His Reply: Thank you for asking. As believers, we know that God guided the formation of the bible, and essentially all of the books of the bible were already generally accepted as scripture when the bible (the compilation of scripture, a bookkeeping exercise) was generated. The Catholic church did great work in the librarian sense, with some protestants later putting chapter and verse numbers on the bible. All this is practical in order to reference scripture, but no librarian task had any effect, nor grants any authority over understanding or teaching scripture. That's misguided, though it is a view held by a small minority. Remember, scripture is God's word, and came from God, not from men. It doesn't require men to say it's so in order to be God's word.

My response: Sorry to say I don’t find your version of History compelling. You said “essentially all of the books of the bible were already 'generally accepted' as scripture when the bible was generated” but how do you know which scriptures belong to the Bible in the first place before it was generally accepted? In the first 4 centuries there are a lot of scriptures and books floating around, some spurious and false we now know today, that claims to be divinely inspired as well. How come books like: the gospel according to the Hebrews, St Paul’s epistle to the Laodiceans, Epistle of Clement, Shepherd of Hermas, Epistle of Barnabas, Doctrine of the 12 apostles, Apostolic constitutions, the Gospel of James, gospel of Thomas, Acts of Pilate, Acts of Paul and Thecla and many others, why are these books not in our Bible today? If the Catholic Church did just bookkeeping and plays merely a librarian like you said, they played a lousy job compiling and missing out a lot of books. So how do we know only 27 New Testament books were accepted as divinely inspired and included in the Bible? Who said so? We don’t find any verse or chapter in the Bible that says Hebrews or Corinthians or Revelation, etc., should be included in the Bible’s table of contents. Scripture itself does not dictate its own table of contents. Again, there had to be an authoritative church before the Bible was compiled to determine what books belongs to the Bible.

It is a fact of history that the Councils of Hippo and of Carthage in 397 AD (all Catholic bishops) under Pope Damasus I, gathered and determined what books were divinely inspired and which one weren’t, settled the Canon or collection of new testament scriptures, decreed that its decision should be sent on to Rome for confirmation, and promulgated it to the whole world saying this is the Word of God that all Christians ought to read. This does not sound like a job of a mere librarian to me. Of course they were guided by the Holy Spirit in determining those books, Jesus said so in Matt 16:18-19; Luke 10:16. The chapters in the Bible were later put forth by 13th-century Archbishop of Canterbury Stephen Langton (he does not sound like a Protestant to me, either), and the verses where put by 16th-century French printer named Robert Estienne (better known as Stephanus).

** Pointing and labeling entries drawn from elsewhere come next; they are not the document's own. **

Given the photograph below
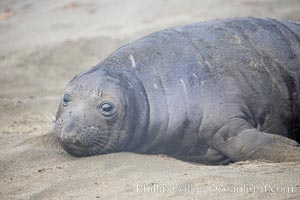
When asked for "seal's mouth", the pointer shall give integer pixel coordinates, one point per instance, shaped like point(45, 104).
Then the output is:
point(77, 150)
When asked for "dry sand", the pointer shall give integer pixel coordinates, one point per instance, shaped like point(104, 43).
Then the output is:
point(43, 44)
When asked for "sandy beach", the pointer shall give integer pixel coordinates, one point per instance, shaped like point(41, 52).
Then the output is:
point(43, 44)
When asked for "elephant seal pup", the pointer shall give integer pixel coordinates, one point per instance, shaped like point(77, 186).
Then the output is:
point(213, 92)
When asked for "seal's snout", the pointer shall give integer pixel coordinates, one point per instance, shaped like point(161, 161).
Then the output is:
point(70, 137)
point(70, 133)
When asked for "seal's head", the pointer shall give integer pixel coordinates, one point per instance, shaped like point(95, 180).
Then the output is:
point(101, 111)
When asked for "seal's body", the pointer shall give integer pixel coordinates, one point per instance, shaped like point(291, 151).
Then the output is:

So if you accept the authority of the Bible, then you accept the authority of the Catholic church because the Catholic church, under the guidance of the Holy Spirit, was the one who "hand-picked" and decided only 27 books were divinely inspired among the rest and compiled the Bible (Old Testament & New Testament) you and I and the whole world are now reading today. (The first Protestant, Martin Luther, an ex-Catholic priest, where do you think he got the Bible from)? If you don’t accept the authority of the Church, then you might as well throw the Bible out in your hands then, because the Bible is a product of Catholic tradition.